Napoli, il pasillo, le lacrime e l’abbraccio di Insigne: “Grazie, mi avete dato tutto”
50mila, tutti azzurri, tutti con la mano aperta come in un saluto. Lorenzo ha la testa bassa come a non voler guardare in faccia la realtà. Poi l’ingresso sul verde, il boato, il nome cantato a squarciagola.
“Insigne, Insigne, IN-SI-GNE”, di solito lo si sente quando la palla va in rete ma effettivamente oggi il capitano del Napoli ha fatto gol ancora prima di scendere in campo. La città gli regala il tributo più atteso: tutti a Fuorigrotta oggi per salutare l’ultima volta Lorenzo, il napoletano che è stato il Napoli, il ragazzino di Frattamaggiore - periferia della città - che faceva il venditore ambulante vent’anni fa e oggi chiude la sua carriera in azzurro con oltre 400 presenze e 121 gol: solo Dries Mertens - uno di quelli che l’ha abbracciato forte negli spogliatoi prima di entrare in campo, così come l’ha abbracciato forte negli ultimi anni - ha saputo fare di più con l’azzurro addosso.
Insigne ringrazia, tira svogliatamente in porta sotto la Curva B, dove ha tante volte segnato e festeggiato, alza il braccio sinistro (quello dove stringe la fascia da capitano) verso il pubblico, protagonista di una contraddizione: negli ultimi giorni in città è scattata la contestazione contro tutti, squadra e allenatore, club e presidente, persino contro la stampa. Eppure, oggi, al Maradona sono tutti (o quasi) lì, ad attendere gli ultimi 90 minuti del proprio capitano.
NAPOLI, INSIGNE RINGRAZIA: “QUESTA CITTÁ MI HA DATO TUTTO”
Poi il momento dei saluti. Sul campo di gioco c’è Luciano Spalletti con Aurelio De Laurentiis: il patron che lo lascerà andare con il contratto in scadenza gli consegna il meritato “pasillo”, i compagni gli lasciano una Coppa e un regalo, lui la afferra e la mostra al pubblico - che un po’ applaude e un po’ fischia il patron delle contraddizioni - prima di prendersi la scena.
“Scusate, con le parole non sono bravo” esordisce Lorenzo, che poi si lascia andare “La sola cosa da dire è grazie a una città che mi ha dato tutto.

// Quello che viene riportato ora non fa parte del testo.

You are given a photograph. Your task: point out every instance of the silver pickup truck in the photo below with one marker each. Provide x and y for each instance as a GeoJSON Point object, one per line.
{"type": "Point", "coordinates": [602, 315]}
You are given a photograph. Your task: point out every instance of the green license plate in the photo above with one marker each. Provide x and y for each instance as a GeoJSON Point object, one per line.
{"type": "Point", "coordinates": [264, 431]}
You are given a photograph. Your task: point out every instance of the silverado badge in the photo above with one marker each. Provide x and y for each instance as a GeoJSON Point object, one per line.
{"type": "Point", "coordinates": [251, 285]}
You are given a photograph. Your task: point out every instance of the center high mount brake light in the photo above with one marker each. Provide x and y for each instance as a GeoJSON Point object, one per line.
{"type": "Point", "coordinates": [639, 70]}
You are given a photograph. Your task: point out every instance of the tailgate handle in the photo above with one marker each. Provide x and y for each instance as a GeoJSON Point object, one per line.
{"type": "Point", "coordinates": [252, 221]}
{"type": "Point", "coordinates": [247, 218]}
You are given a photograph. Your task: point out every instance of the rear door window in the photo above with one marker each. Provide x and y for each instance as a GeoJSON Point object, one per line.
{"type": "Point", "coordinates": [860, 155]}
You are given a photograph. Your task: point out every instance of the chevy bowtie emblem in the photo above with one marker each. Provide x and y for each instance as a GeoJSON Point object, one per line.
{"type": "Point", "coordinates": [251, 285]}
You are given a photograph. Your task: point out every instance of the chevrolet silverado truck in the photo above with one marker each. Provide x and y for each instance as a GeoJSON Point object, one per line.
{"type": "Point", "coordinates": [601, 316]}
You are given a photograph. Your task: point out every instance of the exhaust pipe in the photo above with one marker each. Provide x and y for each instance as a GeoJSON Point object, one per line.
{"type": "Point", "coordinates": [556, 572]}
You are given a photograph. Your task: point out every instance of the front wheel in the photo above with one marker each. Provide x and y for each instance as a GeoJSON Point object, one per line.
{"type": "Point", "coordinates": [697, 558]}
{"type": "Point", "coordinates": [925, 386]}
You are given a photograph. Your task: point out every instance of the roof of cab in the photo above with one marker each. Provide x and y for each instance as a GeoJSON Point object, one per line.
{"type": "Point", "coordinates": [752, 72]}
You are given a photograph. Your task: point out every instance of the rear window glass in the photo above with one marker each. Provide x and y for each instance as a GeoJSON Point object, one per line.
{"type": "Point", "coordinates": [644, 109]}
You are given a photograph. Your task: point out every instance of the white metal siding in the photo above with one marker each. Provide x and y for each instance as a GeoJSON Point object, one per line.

Sono nato e cresciuto insieme a voi. Abbiamo gioito e sofferto, anche litigato, ma sempre insieme come una enorme famiglia. Ogni addio lascia l’amaro in bocca, ma questo un po’ di più: lascio casa con la consapevolezza che mi mancherete sempre. Grazie ai miei compagni di squadra che hanno reso tutto più semplice, all’intero staff e al mister. Alla società che ha reso possibile tutto questo. Alla mia famiglia, a chi ha sempre creduto in me”.
Sono le parole più crude, quelle più vere, quelle che da settimane sta provando a trascrivere su un foglio mettendo in ordine le emozioni vissute negli ultimi dieci anni, stagioni in cui il Maradona è stato casa sua, in cui ha sfiorato scudetti e portato in dote al club due Coppe Italia (una alzata da capitano) e una Supercoppa Italiana. In cui ha sognato e fatto sognare in Italia e in Europa. Alle sue spalle il tempo è scandito dai suoi gol: Borussia Dortmund, Paris Saint Germain, Barcellona e Real Madrid, Liverpool e Juventus. Insigne ha fatto gol a tutte le big del continente e con il suo destro è diventato il gigante che per natura non è mai stato.
C’è chi piange sugli spalti, chi gli sorride in segno di gratitudine. Tutti, però, hanno addosso una maglia numero 24, quella che ha sempre indossato da quando è in squadra. Quella che userà per l’ultima volta contro lo Spezia tra una settimana. Poi la porterà a casa, la piegherà e la metterà in valigia. Ce ne sono tante nella sala d’ingresso di casa Insigne. “Send to” e qualche riferimento da aggiungere. Toronto, Canada. Lontano da qui dove ha lasciato il cuore. E anche qualche lacrima in più.